Anyway, the simple idea behind (supervised) machine learning is roughly this, in my words:

  1. Suppose we have an interesting but unknown function \(F\), and some sample input-output pairs for this function – say some \((x,y)\) with \(F(x) = y\).
  2. Pretend that \(F\) can be approximated by a known function \(G_\theta\), which is parameterized by one or more variables \(\theta\).
  3. Use calculus to find the values of the \(\theta\) that makes \(G\) agree with our samples as closely as possible. That is, find \(\theta\) so that \(G_\theta(x) \approx y\).
  4. Now use \(G_\theta\) to make predictions about the value of \(F\) at new inputs, under the assumption that \(G_\theta(x) \approx F(x)\) for all \(x\).

A slightly more sophisticated view might be that \(F\) is a function from inputs \(x\) to probability distributions, which we observe to get the output \(y\), but that’s not necessary. The thing is, that function \(F\) could do something really useful and (seemingly) complicated, like decide whether a photo includes a human face or whether a credit card transaction is fraudulent. And it turns out this strategy for approximating \(F\) works really well.

Ok – so what \(G_\theta\) look like? It needs to be complicated enough to be able to approximate \(F\), but also simple enough that we can evaluate it and its gradient efficiently. (Incidentally, this kind of sweet spot between complexity and tractibility shows up a lot.) Typically \(G_\theta\) is modeled using a neural network.

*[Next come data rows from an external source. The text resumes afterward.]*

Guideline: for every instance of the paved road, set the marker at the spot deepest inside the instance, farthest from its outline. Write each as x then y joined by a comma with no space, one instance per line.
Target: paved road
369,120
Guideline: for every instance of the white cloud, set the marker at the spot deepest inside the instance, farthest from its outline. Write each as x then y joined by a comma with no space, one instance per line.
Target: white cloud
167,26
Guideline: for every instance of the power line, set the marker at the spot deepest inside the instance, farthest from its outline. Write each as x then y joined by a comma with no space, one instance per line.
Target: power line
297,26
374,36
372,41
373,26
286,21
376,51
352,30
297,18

A google image search for “neural network” brings up a bunch of pictures like this:

With “weights” and “nodes” in “layers” with “activation functions”. Where’s \(G_\theta\) in this picture? Well, essentially, each column of nodes in that graph represents \(\mathbb{R}^n\) for some \(n\), and the value at each node is a function of the values of the nodes that point to it. So each “layer” in the network is a function with signature \(\mathbb{R}^m \rightarrow \mathbb{R}^n\). In principle that function could be anything, but in practice it’s one of a few different kinds: matrix multiplication, pointwise logistic, and some others. When one layer feeds into the next, we have function composition. Then using the multivariate chain rule it’s possible to compute the gradient of the network in terms of the gradients of each layer.

Maybe some people see diagrams like that and are enlightened. But for me, this way of visualizing neural networks is not helpful at all. For one thing it includes a lot of junk; all those arrows don’t convey very much information. And worse, it obfuscates what the network really is – a function. I’m more comfortable visualizing this as a chain like so. \[\mathbb{R}^3 \stackrel{\psi}{\rightarrow} \mathbb{R}^4 \stackrel{\phi}{\rightarrow} \mathbb{R}^2\] Lo and behold, this is a diagram, representing ordinary function composition, where each arrow takes an extra parameter. Then \(G\) is the composite of these arrows, and \(\theta\) is the direct sum of the parameters at each layer.

To see how far this point of view can go, in this series of posts we’ll develop a crude algebra of neural networks. We’d like to think of a network as a function, and to build complex networks out of simpler ones with (almost) ordinary function composition. I’m mainly interested here in understanding the math, so efficiency will take a backseat. But these posts are literate Haskell and include unit tests; to follow along you can clone this directory from the repo on github and load it into GHCi.